Laure Goldberg, the chief actuary for Blue Cross Blue Shield, said the insurer had done its best to not "shock the system” with premium increases, but it faced unexpectedly high costs. MassHealth students had medical expenses that were close to or more than double that of others, with claims for behavioral health and substance use services helping drive the costs.
“We weren’t necessarily aware of all of the implications of this,” said Goldberg. “There was no modeling of what these members’ costs [would be]. The increase in expenses was a surprise.”
Blue Cross Blue Shield said it handles insurance for 70,000 students overall, the MassHealth members included. All full-time college students are required under state law to have health care coverage, and must enroll in a school-sponsored health care plan if they aren’t already covered by their parents’ or some other plan.
For the MassHealth students, their transition from the private plans could narrow their choices given Blue Cross Blue Shield’s network offered “great access statewide," said Bill Devine, managing director of University Health Plans, a brokerage and consulting firm that specializes in student health plans.
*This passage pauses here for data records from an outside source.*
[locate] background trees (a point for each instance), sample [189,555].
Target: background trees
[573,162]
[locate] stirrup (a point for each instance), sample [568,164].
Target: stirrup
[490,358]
“It might be a little bit more restrictive. Access to certain providers may not be there," he said. “It’s not a great thing for the students that were covered under the student health plan."
MassHealth officials disputed that, arguing it provides “comprehensive medical and behavioral health benefits.” Devine said his group is also working with the state to help communicate with students about their options.
But, Devine said, eliminating the program, and pulling MassHealth students from the school plans, should help lower premium costs for non-MassHealth students who will remain. And major changes may have been unavoidable given Blue Cross Blue Shield was losing money by covering the MassHealth population, Devine said.
“Something would have to be done at some point,” he said.
The assistance program was part of a slate of initiatives Governor Charlie Baker has pursued to curb spending in the state’s $16.7 billion Medicaid program, which is the largest single part of the state’s budget and provides health coverage to 1.8 million people, or about one of every four people living in the state.
Since taking office in 2015, Baker has moved aggressively to pare back its price tag, by redesigning the program or pushing for hundreds of millions of dollars in new fees on businesses to help cover costs. Last year, he succeeded in requiring drug companies to negotiate discounted prices with the state.
Baker’s budget office projects spending to grow by 0.6 percent, or roughly $100 million, in MassHealth next fiscal year.